À Narbonne, aucune pluie n’est tombée depuis le début de l’été, alors que la moyenne habituelle est d’environ 35 mm. D’autres villes, telles que Saumur, Cognac, Toulouse, Nantes, Paris et Dijon, affichent également des déficits pluviométriques de 60 à 80 % par rapport aux normales saisonnières.
La situation est aggravée par une vague de chaleur persistante. Un blocage anticyclonique empêche les perturbations atlantiques d’atteindre la France, tandis qu’un dôme de chaleur entraîne des températures maximales fréquemment comprises entre 35 et 40 °C, avec des pointes possibles au-delà de 40 °C dans le sud-ouest et l’arrière-pays méditerranéen. Cette chaleur intense favorise une évaporation accrue, exacerbant l’assèchement de la végétation.

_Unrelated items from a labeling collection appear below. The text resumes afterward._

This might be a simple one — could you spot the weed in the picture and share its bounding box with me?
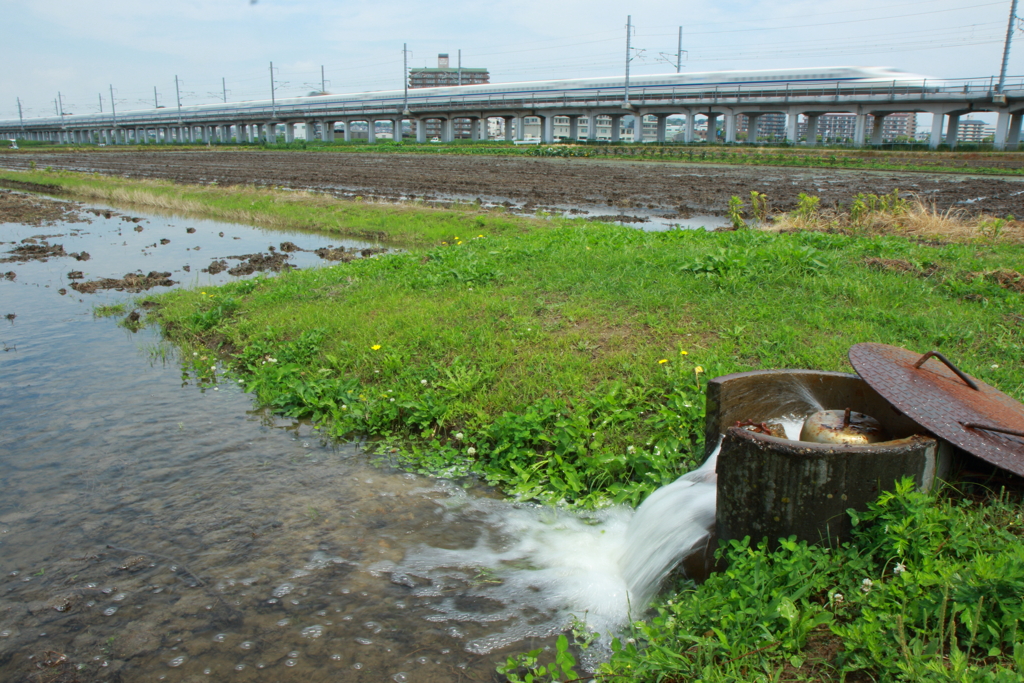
[726,196,746,229]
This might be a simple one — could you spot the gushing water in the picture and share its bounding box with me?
[620,444,721,612]
[373,449,718,665]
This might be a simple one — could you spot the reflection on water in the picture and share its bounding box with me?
[0,193,671,682]
[0,194,536,681]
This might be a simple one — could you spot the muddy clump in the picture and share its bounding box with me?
[71,270,177,294]
[203,259,227,275]
[227,248,294,276]
[0,241,69,263]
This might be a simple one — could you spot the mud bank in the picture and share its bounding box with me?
[0,151,1024,219]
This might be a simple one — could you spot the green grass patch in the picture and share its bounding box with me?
[585,480,1024,683]
[151,208,1024,505]
[28,174,1024,683]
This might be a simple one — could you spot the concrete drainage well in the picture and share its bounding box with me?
[706,370,952,545]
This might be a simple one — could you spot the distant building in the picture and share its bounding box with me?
[956,119,995,142]
[409,53,490,139]
[797,112,918,143]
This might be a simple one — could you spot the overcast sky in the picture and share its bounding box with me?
[0,0,1024,119]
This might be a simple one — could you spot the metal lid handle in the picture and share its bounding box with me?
[913,351,981,391]
[961,422,1024,436]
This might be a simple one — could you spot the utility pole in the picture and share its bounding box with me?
[401,43,409,116]
[270,61,278,119]
[995,0,1017,92]
[626,14,633,104]
[174,75,181,123]
[676,27,683,74]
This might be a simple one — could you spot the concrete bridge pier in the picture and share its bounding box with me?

L’indicateur hydrique glissant sur 90 jours révèle une dégradation rapide de la situation hydrologique des sols. À la fin de la semaine, les niveaux d’humidité pourraient rejoindre ceux observés lors de l’été 1976. Cette sécheresse accroît le stress sur la végétation, fragilise les cultures et réduit les réserves d’eau en surface, tout en augmentant le risque d’incendies, même dans des régions traditionnellement moins exposées.
Sans un retour significatif des précipitations dans les semaines à venir, la sécheresse pourrait se transformer d’un phénomène estival classique en un épisode majeur, avec des conséquences graves sur les plans agricole, hydrologique et environnemental.